Mes amis les «non musulmans» ne nous fuyez pas. Toute la Tunisie est désemparée. Moi aussi, je n’ai pas dormi. Ma nuit s’est émiettée de sons des balles traîtresses qui ont tué lâchement des touristes venus en ami chez moi se reposer.

Vous dire que je suis désolée; je n’y arriverai jamais. L’impuissance et la honte me prennent à la gorge. Je me sens larguée et comme sonnée. Je pense à cet ado de 16 ans qui a perdu, hier, dans ce carnage toute sa famille et je me demande si un jour, à la croisée, de nos routes, saura-t-il pardonner? Saura-t-il au moins comprendre avec le temps que nous, les autres Tunisiens, nous n’y sommes pour rien et que nous ne cautionnons pas cette folie meurtrière?

Cet enfant et tous les autres en innocents citoyens ont bravé les avertissements de leur pays pour venir aider à relever mon pays meurtri par un précèdent Bardo sanguinaire. Sauront-ils un jour analyser pour comprendre que l’enjeu est encore plus grave et que les doigts du diable les ont chargés aujourd’hui mais que, dans un futur proche, ils vont charger sur nous les «musulmans».

J’ai honte pour moi, la mort dans l’âme pour ce qu’a fait cet ignoble qu’une femme comme moi a enfanté pour tuer vos femmes, hommes et enfants.

J’ai honte pour mon peuple ancestral qui a su bien vous offrir l’hospitalité tant prônée.

J’ai honte pour mon gouvernement affaibli ou paralysé qui n’a su vous aménager ses plages et la haute sécurité.

J’ai honte pour nos alliés qui ont encouragé votre visite sans nous prémunir des garanties d’une transition en paix mais qu’ils ont fortement encouragée.

J’ai honte pour nous les Tunisiens de ne pas nous donner les moyens de bien cerner l’abcès et oser exciser dans le vif du sujet.

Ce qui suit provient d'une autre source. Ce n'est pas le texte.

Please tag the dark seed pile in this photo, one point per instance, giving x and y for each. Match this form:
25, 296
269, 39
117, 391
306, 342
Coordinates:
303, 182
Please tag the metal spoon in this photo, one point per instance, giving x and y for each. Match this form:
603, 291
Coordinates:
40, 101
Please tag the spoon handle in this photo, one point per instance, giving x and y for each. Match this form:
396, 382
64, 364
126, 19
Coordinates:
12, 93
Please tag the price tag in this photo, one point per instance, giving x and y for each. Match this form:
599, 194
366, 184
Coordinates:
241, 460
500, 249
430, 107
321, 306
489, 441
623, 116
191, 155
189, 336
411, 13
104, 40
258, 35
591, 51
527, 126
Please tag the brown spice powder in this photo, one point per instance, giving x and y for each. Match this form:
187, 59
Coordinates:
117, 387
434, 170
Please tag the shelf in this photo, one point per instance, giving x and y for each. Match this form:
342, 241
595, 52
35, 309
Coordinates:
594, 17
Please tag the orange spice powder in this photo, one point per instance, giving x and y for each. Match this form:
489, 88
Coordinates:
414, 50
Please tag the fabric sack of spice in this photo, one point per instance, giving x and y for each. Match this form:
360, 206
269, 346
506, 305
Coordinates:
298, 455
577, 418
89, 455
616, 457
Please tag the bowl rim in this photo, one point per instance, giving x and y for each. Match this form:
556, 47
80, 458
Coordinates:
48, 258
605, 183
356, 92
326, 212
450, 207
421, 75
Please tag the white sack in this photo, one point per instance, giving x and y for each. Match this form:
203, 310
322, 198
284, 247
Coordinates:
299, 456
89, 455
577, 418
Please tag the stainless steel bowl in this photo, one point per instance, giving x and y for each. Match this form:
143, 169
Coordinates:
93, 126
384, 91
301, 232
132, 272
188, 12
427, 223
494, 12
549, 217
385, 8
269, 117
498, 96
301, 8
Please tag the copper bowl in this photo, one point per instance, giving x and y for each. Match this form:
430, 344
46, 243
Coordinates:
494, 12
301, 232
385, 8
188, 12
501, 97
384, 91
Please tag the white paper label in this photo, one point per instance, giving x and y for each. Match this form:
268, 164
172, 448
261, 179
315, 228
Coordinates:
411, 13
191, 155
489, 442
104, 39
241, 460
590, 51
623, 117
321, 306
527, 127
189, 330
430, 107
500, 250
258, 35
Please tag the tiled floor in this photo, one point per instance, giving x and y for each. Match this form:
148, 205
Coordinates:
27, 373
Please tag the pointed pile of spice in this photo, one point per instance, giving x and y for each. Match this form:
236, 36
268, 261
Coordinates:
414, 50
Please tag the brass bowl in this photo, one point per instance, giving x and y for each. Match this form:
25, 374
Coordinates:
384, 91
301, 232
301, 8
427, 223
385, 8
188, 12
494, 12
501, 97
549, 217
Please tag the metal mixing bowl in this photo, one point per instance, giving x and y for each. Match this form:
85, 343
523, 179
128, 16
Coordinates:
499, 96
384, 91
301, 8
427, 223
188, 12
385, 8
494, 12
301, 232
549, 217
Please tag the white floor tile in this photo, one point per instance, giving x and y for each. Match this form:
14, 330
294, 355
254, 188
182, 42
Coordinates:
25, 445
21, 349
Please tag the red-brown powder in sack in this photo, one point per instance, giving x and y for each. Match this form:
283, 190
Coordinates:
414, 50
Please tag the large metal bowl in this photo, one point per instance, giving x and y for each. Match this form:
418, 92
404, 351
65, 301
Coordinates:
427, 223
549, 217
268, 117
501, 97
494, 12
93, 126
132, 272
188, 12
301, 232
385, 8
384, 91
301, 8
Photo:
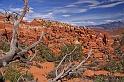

Il ne s’agit point de gamins que l’on dope au Captagon ni de desperado naïfs mais surtout de dangereux plans pour détruire tout pont entre nous les humains, rendre le fossé injoignable par ces crimes odieux et stériliser nos volontés de rapprochement entre les peuples sans idéologie sectaire.

Nous réduire en nous dressant les uns contre les autres, en nous isolant, en remettant sur le tapis de vieilles guerres de religion pour ne faire toujours profiter que les démons.

Je m’inclinerai aujourd’hui au son de vos messes pour accompagner vos braves morts chez nous et je me signerai d’une résolution universelle : ne jamais baisser les bras et continuer à espérer que rien n’est fini entre nous deux «musulmans» et «non musulmans».

Mes désolations et mes larmes; je vous les offre sans compter.